Four Unit apartment building.

* Five gang meter socket feeding five 100 amp, 120/240V single phase panels, one meter is the "house" meter.
* Apartments are 900 sq ft each - four units
* Each Apartment has 240V Range, Hot Water, Clothes Dryer, Central A/C, gas furnace
* Full kitchen with Dishwasher & Microwave, 
*House meter has minimal lighting, two coin operated Washers and 240V Dryers

The project hasn't started yet. I met with the electrical inspector this week. 
I'll post what he said after I see your results.

What size wire would you run to feed the five gang meter base?


----------



## telsa (May 22, 2015)

This is even worse than a homework question.

200A is out of the question.

So you're left with a 400A frame size service.

The wire size is dictated by the Poco where I roam.

But, out here, we'd be setting a cheesy 400A Rayco NEMA3R box with T fuses and a bolt switch... with the Poco setting current transformers, to boot.

( We'd be... most likely... stuck with a 3-phase Service, too. You're in that borderline load situation. ) 

The feed would be an (U/G) Service Lateral, too.

These values would be pulled from tables....

You east coast guys have it made.


----------



## HackWork (Oct 2, 2009)

The thing I find odd is that there's going to be two rental washers and two rental dryers in a four unit apartment building in which each unit is set up for a washer and dryer inside.


----------



## splatz (May 23, 2015)

HackWork said:


> The thing I find odd is that there's going to be two rental washers and two rental dryers in a four unit apartment building in which each unit is set up for a washer and dryer inside.


That is strange. 

Now that you point it out, I think I have heard about this, those rental washers and dryers might be a front for money laundering.


----------



## 3DDesign (Oct 25, 2014)

telsa said:


> This is even worse than a homework question.
> 
> 200A is out of the question.
> 
> ...


The apartments are set up dryers but not installed, the tenant would need to own it. If they don't own one, they would use the coin operated.

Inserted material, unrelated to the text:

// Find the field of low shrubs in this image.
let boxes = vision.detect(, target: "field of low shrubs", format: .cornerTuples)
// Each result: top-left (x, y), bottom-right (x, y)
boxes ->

I forgot to mention, this is overhead.
The PoCo only requires inspection, they don't dictate wire size here.


----------



## 3DDesign (Oct 25, 2014)

telsa said:


> This is even worse than a homework question.
> 
> .


I thought it might be a good exercise for the students.
I've already calculated the load and had it approved by the local inspector.
The meter base can handle 600mcm on the line side
I just wanted to see what others come up with.


----------



## sbrn33 (Mar 15, 2007)

I I think 300 would be OK but I would just throw in 400 ampere wire just because the cost difference is small and the meter bank is going to be the same. 
Oh I just noticed where your lugs are only rated 600. That is what I would use. That give you 340 which is plenty. I am using AL.


----------



## MTW (Aug 28, 2013)

Off the top of my head, the load calc will come in around 300 amps.


----------



## 3DDesign (Oct 25, 2014)

MTW said:


> Off the top of my head, the load calc will come in around 300 amps.


Excellent guess. 350 MCM Copper is what we agreed upon.


----------



## sbrn33 (Mar 15, 2007)

3DDesign said:


> Excellent guess. 350 MCM Copper is what we agreed upon.

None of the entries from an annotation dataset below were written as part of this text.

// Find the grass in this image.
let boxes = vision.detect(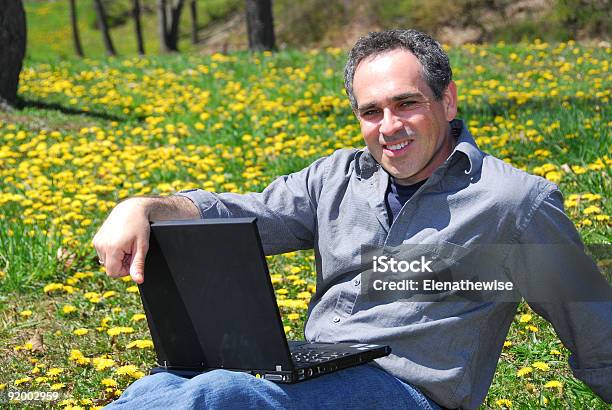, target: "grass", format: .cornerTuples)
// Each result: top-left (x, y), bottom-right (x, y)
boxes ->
(0, 42), (612, 408)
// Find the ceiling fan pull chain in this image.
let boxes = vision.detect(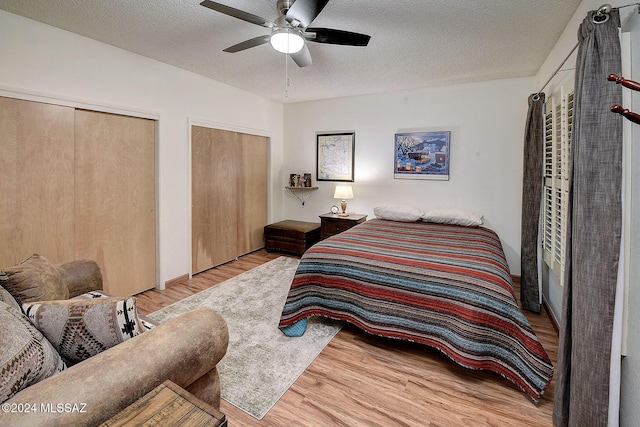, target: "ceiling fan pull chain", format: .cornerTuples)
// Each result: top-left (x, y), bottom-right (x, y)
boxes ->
(284, 53), (289, 98)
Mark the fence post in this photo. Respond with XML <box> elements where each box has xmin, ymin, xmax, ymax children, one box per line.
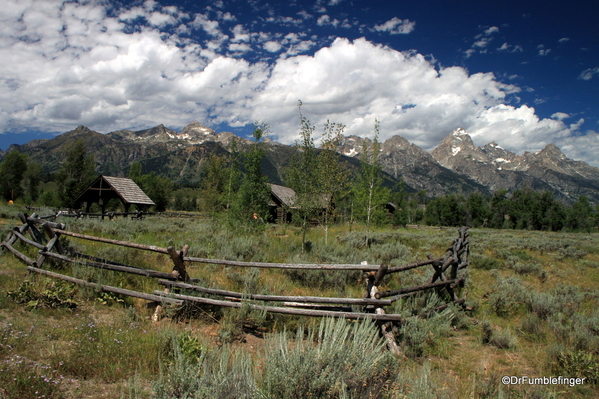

So you are willing to spend an extra $700 just run copper over aluminum?


----------



## 3DDesign (Oct 25, 2014)

sbrn33 said:


> So you are willing to spend an extra $700 just run copper over aluminum?


300 amp is what we agreed on. I'll compare prices this week.
Thanks for reminding me to do that.


----------



## sbrn33 (Mar 15, 2007)

That will be interesting, it could be less but just a quick internet search had 350 CU at $7 and 500 AL at $2. I was figuring a 15 foot riser. 
AL se into the units I assume.


----------